I never really concern myself with religion — if there’s a higher power out there, I’d imagine that power would work in ways we’re never going to be able to fully understand or process. And I’d also imagine something immense enough to create creation itself would have bigger matters to attend to than being fussed about whether or not we bow down to it. So why worry?

But that’s just me. Whatever works for you, works for you. =]



Anonymous:
What made you fall in love with horror films? Related question- how did you get to be so awesome?

As a kid I was too much of a pansy for horror movies, but I loved shows like Scooby Doo, Courage The Cowardly Dog, Aaahh!! Real Monsters, Goosebumps, Are You Afraid Of The Dark?, and Tales From The Cryptkeeper — the lesser known but still totally awesome animated spin-off of Tales From The Crypt. I’d say those things are what started me on my path to horror films. Once I got to the films themselves, though, I can draw a pretty clear line to what made me fall in love with the genre:

  • Rumpelstiltskin: this piece of trash — and believe me, I say that with about as much endearment and reverence as you can say it — is the first horror movie I ever saw. It’s a spectacularly bad Leprechaun ripoff and very little else, but it holds a special place in my heart because of how much it creeped six- or possibly seven-year-old me out. If I ever have kids, this is going to be their introduction to scary movies.
  • Jack Frost: the second horror film I can remember watching. Just as awful as the first, but still, I can distinctly remember it giving Young Tommy more than one nightmare. I loved winter and I loved Christmas so a killer snowman movie was perfect for me. I’ve still got a serious thing for Christmas-themed horror to this day (Christmas Evil for the win!) and I’m pretty sure this movie is the reason for it. 
  • House On Haunted Hill (1999): I saw a few movies in between those two and this one, but this one was the first horror film that really grabbed me. I totally refused to watch it because of how much the TV spots scared me, but my childhood best friend eventually goaded me into it. I had bad dreams for weeks. I actually watched this for the first time since that night a few days ago and oh man, it is gloriously hilari-bad. I’d built it up in my head over the years as this unsung masterpiece of horror, and I was somehow utterly wrong and totally right at the same time. It’s such a wonderful, awful, wonderful movie!
  • A Nightmare On Elm Street: House on Haunted Hill put Young Tommy off horror films “for good”, and it wasn’t until a few years later when I was in 8th grade that Freddy brought me back to them.
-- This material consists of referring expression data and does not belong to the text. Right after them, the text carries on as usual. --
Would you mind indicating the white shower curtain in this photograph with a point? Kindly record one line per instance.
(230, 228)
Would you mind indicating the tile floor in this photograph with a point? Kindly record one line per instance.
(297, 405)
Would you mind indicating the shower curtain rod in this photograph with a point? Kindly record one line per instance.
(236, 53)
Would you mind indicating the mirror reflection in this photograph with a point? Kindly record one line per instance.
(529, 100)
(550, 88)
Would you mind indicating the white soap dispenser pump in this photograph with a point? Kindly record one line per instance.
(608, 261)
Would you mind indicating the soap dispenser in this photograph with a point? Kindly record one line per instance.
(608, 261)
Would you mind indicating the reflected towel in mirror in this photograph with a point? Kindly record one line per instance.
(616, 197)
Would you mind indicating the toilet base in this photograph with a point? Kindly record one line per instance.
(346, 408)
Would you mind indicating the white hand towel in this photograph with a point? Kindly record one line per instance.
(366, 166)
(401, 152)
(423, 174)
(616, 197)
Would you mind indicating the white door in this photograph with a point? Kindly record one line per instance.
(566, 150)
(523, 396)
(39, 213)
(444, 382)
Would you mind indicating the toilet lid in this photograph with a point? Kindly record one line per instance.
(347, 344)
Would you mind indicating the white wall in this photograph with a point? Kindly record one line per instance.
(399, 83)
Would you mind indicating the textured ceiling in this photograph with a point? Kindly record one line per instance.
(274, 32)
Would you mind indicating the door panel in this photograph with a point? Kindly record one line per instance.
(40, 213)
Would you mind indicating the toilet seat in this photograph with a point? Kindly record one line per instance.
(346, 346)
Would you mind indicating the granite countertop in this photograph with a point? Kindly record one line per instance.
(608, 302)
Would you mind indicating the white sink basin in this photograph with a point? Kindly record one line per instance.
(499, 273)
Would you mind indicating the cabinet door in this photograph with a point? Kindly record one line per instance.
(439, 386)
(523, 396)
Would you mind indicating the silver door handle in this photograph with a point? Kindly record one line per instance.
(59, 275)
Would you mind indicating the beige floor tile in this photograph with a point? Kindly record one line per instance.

My parents couldn’t afford to keep our cable package so we’d been TV-less for around six months and I was sick to death of watching Deuce Bigalow Male Gigolo and Forrest Gump six times a day every day of my life, so I popped this unassuming VCR tape in one afternoon when I was home alone. This, my friends, was the first time I fell in love. Seriously. It scared the hell out of me, leading to a couple of months where I just devoured every horror-y VHS we owned over and over again.
  • The Exorcist: Anddddd the coup de grace, my favorite horror movie ever. I was 14-years-old and a freshman in high school when my best friend loaned me his DVD of The Exorcist. I didn’t sleep a wink that night. I didn’t even try to sleep. I can still remember every frame of it unfolding before my eyes: a veritable crescendo of horror, twisting and turning and instilling that wonderful, horrible sense of terror only The Exorcist can truly instill. It’s been my favorite movie, horror or otherwise, ever since — within two weeks of seeing it I was collecting DVDs and posters and gobbling up everything creepy that I could get my grubby little mitts on. It changed my life and now that it’s in my head again I’m pretty sure I’m gonna watch it for the seventeen-thousandth time on blu-ray tonight.

Also: if this post hasn’t proved how utterly not awesome I am, I’m pretty sure nothing will. Forgive me for rambling, haha.